Quite a bit here, one problem with "special interest" is they are of very different types ranging from those seeking cleaner air to those looking for an "orphan" (bill) profit boost. So the term is one I try to avoid, not to be critical just passing that along.

Much of the rest can be summed up as "folks are folks" sure we can hope for better try to get better, but we should not expect better.

The problem as I see it, is that words like "freedom" have been distorted into something that really makes no sense when examined. I think that the hearts and minds of millions of Americans can be freed if we can show them how they have been deceived.

This is why I speak of Monarchy, to gut your elected government in the name of freedom only to allow acquiring money and the power to command the will of others that comes with it to become the prevailing power in the land. Then to allow that money and power to be transferred down through the generations is in fact a return of Monarchy not freedom of any kind, except for the King.

Many would write off such talk as the ranting of a madman, I mean "Monarchy" really?

When freedom is define as your right to ask your employees why they need birth control the whole concept of "freedom" has been twisted out of recognition.


[-] 2 points by factsrfun (8314) from Phoenix, AZ 11 years ago

Glad you could make it.


[-] 2 points by factsrfun (8314) from Phoenix, AZ 11 years ago

Who is that?


[-] 3 points by factsrfun (8314) from Phoenix, AZ 11 years ago

Seen stuff on local media, don't follow trainwreck news much, after all folks are folks, did see a bit on it caught my interest because it appears they were "lifestyle" never saw them at any events that I remember, my read would be that she's a sociopath but I haven't met her.

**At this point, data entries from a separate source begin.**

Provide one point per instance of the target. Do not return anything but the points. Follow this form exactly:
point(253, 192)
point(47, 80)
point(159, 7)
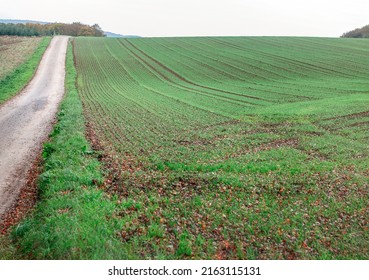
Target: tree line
point(50, 29)
point(357, 33)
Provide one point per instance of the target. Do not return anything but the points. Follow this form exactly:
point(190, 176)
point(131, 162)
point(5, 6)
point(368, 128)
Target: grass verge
point(70, 219)
point(15, 81)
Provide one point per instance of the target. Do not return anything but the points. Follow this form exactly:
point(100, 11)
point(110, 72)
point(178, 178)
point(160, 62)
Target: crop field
point(231, 148)
point(14, 51)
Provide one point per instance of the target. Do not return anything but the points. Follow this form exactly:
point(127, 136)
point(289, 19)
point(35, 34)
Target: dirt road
point(26, 121)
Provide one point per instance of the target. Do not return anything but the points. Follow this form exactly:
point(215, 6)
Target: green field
point(246, 148)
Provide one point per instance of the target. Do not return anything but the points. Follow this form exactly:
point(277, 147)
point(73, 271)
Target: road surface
point(26, 121)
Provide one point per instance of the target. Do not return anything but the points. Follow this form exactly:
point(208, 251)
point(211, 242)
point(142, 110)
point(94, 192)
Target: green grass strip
point(70, 219)
point(16, 80)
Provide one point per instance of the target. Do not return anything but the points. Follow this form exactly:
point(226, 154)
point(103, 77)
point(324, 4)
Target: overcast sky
point(328, 18)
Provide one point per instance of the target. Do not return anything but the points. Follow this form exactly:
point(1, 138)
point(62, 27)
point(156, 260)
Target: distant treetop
point(357, 33)
point(49, 29)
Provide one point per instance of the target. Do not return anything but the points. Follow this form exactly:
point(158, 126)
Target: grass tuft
point(70, 219)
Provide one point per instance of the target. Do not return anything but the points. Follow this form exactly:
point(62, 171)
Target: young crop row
point(232, 147)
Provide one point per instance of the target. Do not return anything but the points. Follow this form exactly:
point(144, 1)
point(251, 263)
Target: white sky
point(328, 18)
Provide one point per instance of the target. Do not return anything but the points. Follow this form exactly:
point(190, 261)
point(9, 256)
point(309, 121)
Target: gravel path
point(26, 121)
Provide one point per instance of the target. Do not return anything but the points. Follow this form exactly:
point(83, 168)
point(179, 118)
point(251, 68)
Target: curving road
point(26, 121)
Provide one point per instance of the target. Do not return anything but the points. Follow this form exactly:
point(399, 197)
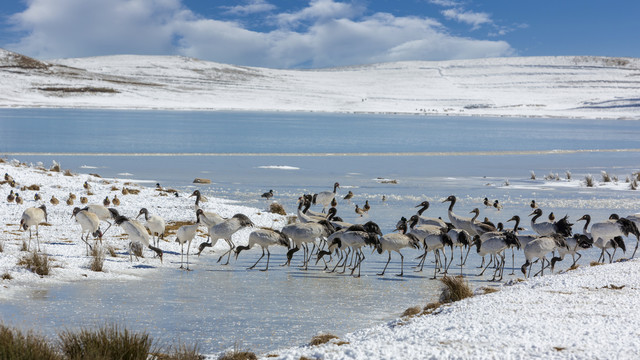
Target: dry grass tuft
point(276, 208)
point(36, 263)
point(112, 251)
point(137, 248)
point(17, 346)
point(573, 267)
point(180, 352)
point(107, 342)
point(97, 259)
point(456, 289)
point(431, 307)
point(237, 354)
point(489, 290)
point(322, 339)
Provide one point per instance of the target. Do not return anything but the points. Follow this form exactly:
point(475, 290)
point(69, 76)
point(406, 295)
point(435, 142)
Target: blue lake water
point(430, 157)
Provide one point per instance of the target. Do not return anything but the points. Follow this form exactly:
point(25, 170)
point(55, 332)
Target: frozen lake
point(246, 154)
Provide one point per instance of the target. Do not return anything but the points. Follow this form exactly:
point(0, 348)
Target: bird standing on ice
point(33, 217)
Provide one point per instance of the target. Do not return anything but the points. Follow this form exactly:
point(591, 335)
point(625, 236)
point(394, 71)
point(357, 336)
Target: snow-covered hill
point(569, 86)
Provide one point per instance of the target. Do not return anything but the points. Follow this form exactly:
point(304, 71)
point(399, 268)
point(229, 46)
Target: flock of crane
point(324, 234)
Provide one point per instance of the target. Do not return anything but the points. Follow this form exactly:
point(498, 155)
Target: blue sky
point(320, 33)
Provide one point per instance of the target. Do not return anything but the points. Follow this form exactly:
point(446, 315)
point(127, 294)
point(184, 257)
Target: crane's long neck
point(515, 227)
point(533, 219)
point(453, 202)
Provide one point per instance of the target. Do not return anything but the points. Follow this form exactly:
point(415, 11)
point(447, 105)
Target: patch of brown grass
point(276, 208)
point(180, 352)
point(112, 251)
point(36, 263)
point(412, 311)
point(97, 259)
point(107, 342)
point(456, 288)
point(489, 290)
point(321, 339)
point(18, 346)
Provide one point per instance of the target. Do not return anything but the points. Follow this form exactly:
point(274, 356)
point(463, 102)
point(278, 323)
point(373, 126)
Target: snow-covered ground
point(568, 86)
point(60, 239)
point(588, 313)
point(582, 314)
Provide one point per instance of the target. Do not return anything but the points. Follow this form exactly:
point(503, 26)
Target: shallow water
point(218, 306)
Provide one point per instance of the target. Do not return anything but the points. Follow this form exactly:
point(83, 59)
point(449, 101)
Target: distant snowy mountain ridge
point(567, 86)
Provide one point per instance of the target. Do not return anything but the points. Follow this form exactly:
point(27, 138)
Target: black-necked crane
point(199, 198)
point(33, 216)
point(301, 234)
point(574, 244)
point(479, 228)
point(545, 228)
point(137, 233)
point(324, 198)
point(155, 224)
point(460, 239)
point(89, 223)
point(495, 245)
point(263, 238)
point(423, 220)
point(458, 222)
point(396, 242)
point(353, 240)
point(225, 230)
point(539, 248)
point(604, 233)
point(104, 214)
point(186, 234)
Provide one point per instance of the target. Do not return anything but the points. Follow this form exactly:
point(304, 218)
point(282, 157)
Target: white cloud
point(319, 10)
point(323, 34)
point(450, 3)
point(253, 7)
point(468, 17)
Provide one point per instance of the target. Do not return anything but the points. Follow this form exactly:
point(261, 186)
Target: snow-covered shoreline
point(581, 314)
point(537, 87)
point(61, 239)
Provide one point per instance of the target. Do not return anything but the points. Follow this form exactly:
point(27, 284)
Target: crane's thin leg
point(385, 267)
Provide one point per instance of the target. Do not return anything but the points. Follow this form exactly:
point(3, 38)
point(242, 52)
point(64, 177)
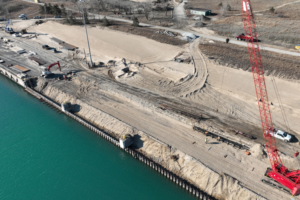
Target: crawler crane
point(279, 175)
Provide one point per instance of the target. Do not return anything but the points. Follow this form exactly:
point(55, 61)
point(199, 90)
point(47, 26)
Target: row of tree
point(53, 9)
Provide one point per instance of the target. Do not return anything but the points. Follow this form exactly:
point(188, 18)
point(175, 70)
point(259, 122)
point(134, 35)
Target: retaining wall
point(155, 166)
point(7, 72)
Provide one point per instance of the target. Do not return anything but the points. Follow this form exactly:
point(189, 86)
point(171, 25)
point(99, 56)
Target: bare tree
point(147, 7)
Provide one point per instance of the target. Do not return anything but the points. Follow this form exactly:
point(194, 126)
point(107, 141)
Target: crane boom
point(279, 172)
point(57, 63)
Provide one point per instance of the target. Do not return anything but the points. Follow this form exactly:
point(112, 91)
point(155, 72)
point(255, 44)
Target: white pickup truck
point(282, 135)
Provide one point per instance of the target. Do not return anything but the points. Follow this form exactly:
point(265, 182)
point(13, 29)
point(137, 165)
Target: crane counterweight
point(279, 172)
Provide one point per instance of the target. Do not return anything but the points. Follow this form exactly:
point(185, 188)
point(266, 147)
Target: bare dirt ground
point(278, 28)
point(202, 86)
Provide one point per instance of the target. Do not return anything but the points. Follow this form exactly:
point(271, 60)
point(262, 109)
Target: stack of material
point(168, 33)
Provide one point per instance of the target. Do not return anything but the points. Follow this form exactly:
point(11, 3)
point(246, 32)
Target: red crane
point(279, 172)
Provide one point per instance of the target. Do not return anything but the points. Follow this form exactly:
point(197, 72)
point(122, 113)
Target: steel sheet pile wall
point(155, 166)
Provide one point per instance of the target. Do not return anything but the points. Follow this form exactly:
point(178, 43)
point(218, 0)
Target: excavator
point(47, 71)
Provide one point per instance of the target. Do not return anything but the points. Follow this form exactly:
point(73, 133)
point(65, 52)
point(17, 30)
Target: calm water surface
point(46, 155)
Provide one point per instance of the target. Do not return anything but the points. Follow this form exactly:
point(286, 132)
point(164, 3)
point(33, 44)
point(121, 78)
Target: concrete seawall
point(11, 75)
point(138, 155)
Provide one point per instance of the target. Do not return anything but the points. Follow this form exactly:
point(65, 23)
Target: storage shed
point(200, 11)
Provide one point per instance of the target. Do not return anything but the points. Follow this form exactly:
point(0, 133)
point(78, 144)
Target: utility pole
point(45, 6)
point(87, 37)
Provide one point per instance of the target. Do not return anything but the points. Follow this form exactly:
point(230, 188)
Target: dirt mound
point(258, 151)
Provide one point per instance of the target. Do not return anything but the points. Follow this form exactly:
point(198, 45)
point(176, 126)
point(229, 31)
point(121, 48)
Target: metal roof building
point(200, 11)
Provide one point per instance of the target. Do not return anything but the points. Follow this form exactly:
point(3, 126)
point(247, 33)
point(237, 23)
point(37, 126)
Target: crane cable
point(280, 104)
point(278, 96)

[-] -2 points by Builder (4202) 11 years ago

Why is this case important to #ows?

[-] 2 points by shoozTroll (17632) 11 years ago

Good question.

It doesn't have anything to do with the thread either.

[-] 3 points by factsrfun (8314) from Phoenix, AZ 11 years ago

thanks for the bump, what do you think of the piece?

[-] 2 points by shoozTroll (17632) 11 years ago

What can I say?

I've tried to explain the neolibe(R)tarian mindset numerous times.

Welcome to the Ayn Rand Planet.


I say keep chasing them wherever they go.